Сталин, как мы уже видели, хотел от Европы прежде всего безопасности. Но его также интересовали экономические выгоды от его побед на Западе. Маленькие государства Центральной Европы, от Польши до Болгарии, жили в тени доминирования Германии задолго до Второй мировой войны: в предвоенное время, и особенно в 30-е годы, нацистская Германия была их главным торговым партнером и источником иностранного капитала. Во время войны эти отношения были упрощены до отношений господина и раба, когда Германия извлекала для своих военных усилий максимально возможную отдачу от земли и людей. После 1945 года Советский Союз в буквальном смысле продолжил с того места, на котором остановились немцы, присоединив Восточную Европу к собственной экономике как ресурс, который можно эксплуатировать как угодно.
Советский Союз требовал репараций от Венгрии и Румынии, бывших союзников Гитлера. Эти репарации, как и репарации, взятые из советской оккупационной зоны в Германии, были сравнительно незначительны, чтобы компенсировать российские потери. Но страны, которые их отдавали, вынуждены были пойти на существенные жертвы: по состоянию на 1948 год румынские репарации СССР составляли 15% национального дохода страны, венгерские — 17%. К странам, которые не воевали против него, Сталин был не менее требователен, но на «братских», а не карательных, условиях.
Подсчитано, что до конца 1950-х годов Советский Союз требовал от ГДР, Румынии и Венгрии значительно больше, чем тратил на их контроль. В Чехословакии поступления равнялись расходам. Помощь Болгарии и особенно Польше в течение 1945-1960 годов, наверное, стоила Москве значительно больше, чем они возвращали через торговлю и другие поступления. Такая картина смешанной экономической выгоды в экономических отношениях метрополии и колонии знакома историкам колониализма, и в этом плане отношения между СССР и землями к западу от него, были условно «имперскими» (за исключением того, что в советском случае имперский центр был фактически беднее и отсталее, чем его порабощенная периферия).
Отличие Сталина от других строителей империй, даже от царей, заключалось в том, что он настаивал на воспроизводстве на подвластных ему территориях форм правления и общества, идентичных советским. Точно так же, как он делал это в Восточной Польше между 1939 и 1941 годами, и в Прибалтике в 1940 и снова (после их повторного завоевания от нацистов) в 1945 году, Сталин намеревался переделать Восточную Европу по советскому образу и подобию. Воспроизвести советскую историю, институты и практику в каждом из небольших государств, ныне контролируемых коммунистическими партиями.

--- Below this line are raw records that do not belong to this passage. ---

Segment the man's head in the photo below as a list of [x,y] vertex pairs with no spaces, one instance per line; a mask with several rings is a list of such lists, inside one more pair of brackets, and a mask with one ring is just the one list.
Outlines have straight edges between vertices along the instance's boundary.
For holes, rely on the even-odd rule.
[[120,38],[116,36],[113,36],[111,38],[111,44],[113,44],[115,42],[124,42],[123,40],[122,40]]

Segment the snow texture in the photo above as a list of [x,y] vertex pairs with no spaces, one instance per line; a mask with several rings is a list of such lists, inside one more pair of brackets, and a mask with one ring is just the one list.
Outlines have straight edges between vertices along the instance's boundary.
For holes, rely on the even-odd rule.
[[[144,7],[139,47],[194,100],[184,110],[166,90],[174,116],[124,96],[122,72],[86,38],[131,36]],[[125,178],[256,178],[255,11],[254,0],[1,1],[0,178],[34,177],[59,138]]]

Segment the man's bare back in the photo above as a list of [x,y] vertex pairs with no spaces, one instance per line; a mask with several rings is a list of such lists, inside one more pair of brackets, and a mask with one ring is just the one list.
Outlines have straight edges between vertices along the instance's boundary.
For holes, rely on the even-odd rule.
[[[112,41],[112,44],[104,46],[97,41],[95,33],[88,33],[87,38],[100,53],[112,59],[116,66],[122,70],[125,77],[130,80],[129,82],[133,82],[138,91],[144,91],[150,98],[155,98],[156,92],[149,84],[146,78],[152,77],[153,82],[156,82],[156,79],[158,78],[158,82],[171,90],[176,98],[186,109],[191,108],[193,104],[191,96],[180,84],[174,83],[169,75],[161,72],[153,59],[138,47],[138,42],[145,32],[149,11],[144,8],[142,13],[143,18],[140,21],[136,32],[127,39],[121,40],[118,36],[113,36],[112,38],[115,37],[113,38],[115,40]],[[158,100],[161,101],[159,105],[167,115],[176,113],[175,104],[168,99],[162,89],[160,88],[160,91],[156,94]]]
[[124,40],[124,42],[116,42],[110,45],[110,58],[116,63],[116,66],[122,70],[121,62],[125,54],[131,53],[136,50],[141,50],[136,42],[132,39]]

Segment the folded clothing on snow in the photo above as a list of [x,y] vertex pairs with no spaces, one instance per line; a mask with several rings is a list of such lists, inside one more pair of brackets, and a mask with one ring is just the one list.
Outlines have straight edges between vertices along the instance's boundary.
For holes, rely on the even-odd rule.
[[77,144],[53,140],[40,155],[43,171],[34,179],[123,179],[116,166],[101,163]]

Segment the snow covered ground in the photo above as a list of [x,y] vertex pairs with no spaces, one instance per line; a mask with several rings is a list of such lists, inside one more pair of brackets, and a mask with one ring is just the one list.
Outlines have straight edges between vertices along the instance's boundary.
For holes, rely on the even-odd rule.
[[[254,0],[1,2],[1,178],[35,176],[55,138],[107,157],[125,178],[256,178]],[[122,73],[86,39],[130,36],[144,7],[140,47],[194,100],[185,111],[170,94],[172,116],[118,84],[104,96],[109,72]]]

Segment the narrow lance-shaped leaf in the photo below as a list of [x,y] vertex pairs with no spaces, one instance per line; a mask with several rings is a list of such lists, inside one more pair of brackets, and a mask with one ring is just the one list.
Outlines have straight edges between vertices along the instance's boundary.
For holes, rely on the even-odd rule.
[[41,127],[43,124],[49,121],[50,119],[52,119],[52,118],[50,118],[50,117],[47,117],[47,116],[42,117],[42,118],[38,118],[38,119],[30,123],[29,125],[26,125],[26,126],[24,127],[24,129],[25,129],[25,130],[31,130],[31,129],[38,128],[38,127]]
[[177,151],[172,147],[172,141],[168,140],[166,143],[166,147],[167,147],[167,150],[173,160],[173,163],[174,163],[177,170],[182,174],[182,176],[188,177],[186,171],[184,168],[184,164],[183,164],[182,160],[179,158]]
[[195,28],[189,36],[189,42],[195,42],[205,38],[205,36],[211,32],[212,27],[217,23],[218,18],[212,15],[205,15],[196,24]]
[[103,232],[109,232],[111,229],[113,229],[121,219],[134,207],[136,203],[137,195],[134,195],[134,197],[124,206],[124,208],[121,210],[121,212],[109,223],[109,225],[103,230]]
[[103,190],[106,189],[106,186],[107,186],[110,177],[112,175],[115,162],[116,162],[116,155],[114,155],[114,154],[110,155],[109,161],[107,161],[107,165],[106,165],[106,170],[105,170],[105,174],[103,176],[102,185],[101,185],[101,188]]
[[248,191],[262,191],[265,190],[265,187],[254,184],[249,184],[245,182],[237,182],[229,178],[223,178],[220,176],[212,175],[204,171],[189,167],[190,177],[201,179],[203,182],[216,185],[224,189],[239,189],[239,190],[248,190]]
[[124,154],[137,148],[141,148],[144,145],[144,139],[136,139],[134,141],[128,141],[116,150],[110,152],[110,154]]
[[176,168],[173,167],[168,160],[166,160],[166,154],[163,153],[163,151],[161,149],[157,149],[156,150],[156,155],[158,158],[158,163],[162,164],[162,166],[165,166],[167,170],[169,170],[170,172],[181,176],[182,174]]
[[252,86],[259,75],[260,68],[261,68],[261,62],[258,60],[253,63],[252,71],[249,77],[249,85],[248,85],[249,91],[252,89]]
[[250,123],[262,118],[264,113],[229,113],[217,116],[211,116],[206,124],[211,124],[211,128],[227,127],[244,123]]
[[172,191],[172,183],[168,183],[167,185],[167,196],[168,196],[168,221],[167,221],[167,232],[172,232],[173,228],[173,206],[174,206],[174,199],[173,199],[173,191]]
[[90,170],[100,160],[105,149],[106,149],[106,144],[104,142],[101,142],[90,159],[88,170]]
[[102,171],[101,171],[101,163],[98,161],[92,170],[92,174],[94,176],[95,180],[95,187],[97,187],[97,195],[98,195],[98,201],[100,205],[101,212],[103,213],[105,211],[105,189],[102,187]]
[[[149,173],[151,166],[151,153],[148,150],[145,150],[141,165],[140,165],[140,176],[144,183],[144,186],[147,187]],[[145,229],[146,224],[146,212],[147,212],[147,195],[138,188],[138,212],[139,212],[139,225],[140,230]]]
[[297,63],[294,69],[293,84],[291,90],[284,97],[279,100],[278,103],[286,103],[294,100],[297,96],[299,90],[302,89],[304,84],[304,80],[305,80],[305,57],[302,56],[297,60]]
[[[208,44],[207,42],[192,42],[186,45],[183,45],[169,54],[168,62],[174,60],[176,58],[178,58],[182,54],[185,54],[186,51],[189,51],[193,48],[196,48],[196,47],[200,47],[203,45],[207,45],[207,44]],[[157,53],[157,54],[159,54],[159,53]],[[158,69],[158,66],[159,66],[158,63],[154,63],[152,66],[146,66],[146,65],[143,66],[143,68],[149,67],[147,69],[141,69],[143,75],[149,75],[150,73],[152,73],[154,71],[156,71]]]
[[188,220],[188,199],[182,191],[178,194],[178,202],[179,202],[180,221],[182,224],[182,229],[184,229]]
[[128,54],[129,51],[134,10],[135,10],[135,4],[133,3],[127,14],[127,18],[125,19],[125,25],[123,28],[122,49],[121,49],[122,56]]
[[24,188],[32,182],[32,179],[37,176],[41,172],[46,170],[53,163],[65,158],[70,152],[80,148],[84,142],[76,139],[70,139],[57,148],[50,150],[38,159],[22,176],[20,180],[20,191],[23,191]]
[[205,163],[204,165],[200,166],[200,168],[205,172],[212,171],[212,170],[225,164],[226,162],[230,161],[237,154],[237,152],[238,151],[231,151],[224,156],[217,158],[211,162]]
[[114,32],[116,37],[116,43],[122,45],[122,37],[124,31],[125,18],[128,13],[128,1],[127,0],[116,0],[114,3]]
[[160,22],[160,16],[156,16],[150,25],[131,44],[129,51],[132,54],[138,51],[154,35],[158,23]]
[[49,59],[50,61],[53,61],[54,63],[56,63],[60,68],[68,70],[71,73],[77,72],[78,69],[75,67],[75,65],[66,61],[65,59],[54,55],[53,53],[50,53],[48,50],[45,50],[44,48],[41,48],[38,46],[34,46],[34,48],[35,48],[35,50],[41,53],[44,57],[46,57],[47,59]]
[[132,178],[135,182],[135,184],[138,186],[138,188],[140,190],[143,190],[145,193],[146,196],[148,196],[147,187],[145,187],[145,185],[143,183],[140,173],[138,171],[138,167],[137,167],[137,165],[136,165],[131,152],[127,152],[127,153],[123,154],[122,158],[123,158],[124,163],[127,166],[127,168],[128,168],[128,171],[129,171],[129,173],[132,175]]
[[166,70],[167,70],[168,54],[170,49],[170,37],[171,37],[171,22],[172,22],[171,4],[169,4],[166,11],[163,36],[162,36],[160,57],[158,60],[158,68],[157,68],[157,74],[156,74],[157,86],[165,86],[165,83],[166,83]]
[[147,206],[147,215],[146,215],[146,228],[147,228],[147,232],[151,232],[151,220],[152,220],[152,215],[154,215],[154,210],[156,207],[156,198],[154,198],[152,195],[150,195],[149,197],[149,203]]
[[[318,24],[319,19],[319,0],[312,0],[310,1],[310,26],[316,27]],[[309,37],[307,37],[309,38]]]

Албания, Болгария, Румыния, Венгрия, Чехословакия, Польша и Германская Демократическая Республика должны были стать, по удачным словам одного ученого, «географически соседними государствами-репликами». Каждое из них должно было иметь конституцию по образцу советской (первая из них была принята в Болгарии в декабре 1947 года, последняя — в Польше в июле 1952 года). Каждое из них должно было провести экономические «реформы» и принять Пятилетние планы по приведению своих институтов и практики в соответствие с Советским Союзом. Каждое из них должно было стать полицейским государством по советскому образцу. И каждое из них должно было управляться аппаратом Коммунистической партии, подчиненным (фактически, если не по названию) руководящей Коммунистической партии в Москве.[52]
Сталинские мотивы воспроизводства советского общества в государствах-сателлитах были опять-таки очень просты. Широко распространенное в послевоенной Восточной Европе стремление к миру, земле и новому началу могло бы облегчить путь коммунистов к власти, но это не было гарантией местной поддержки советской политики. Нельзя было рассчитывать на то, что предпочтение коммунистов фашистам или какой-либо форме демократического социализма переживет практический опыт коммунистического правления. Даже привлекательность советских гарантий против германского реваншизма может со временем ослабнуть.
Сталину нужно было заручиться непоколебимой преданностью соседей-сателлитов, и он знал только один способ сделать это. Во-первых, партия должна была обеспечить монополию власти. Согласно положениям венгерской Конституции, принятой в августе 1949 года, она должна была принять на себя и удерживать «ведущую роль», устранив или поглотив все другие политические партии. Партия стала единственным средством социальной мобильности, единственным источником протекции и распространителем — через свой контроль над судами — правосудия. Неотделимая от государства, институты которого она монополизировала, и получавшая ее указания непосредственно из Москвы, местная партия и ее аппарат госбезопасности были самым прямым рычагом советского командования.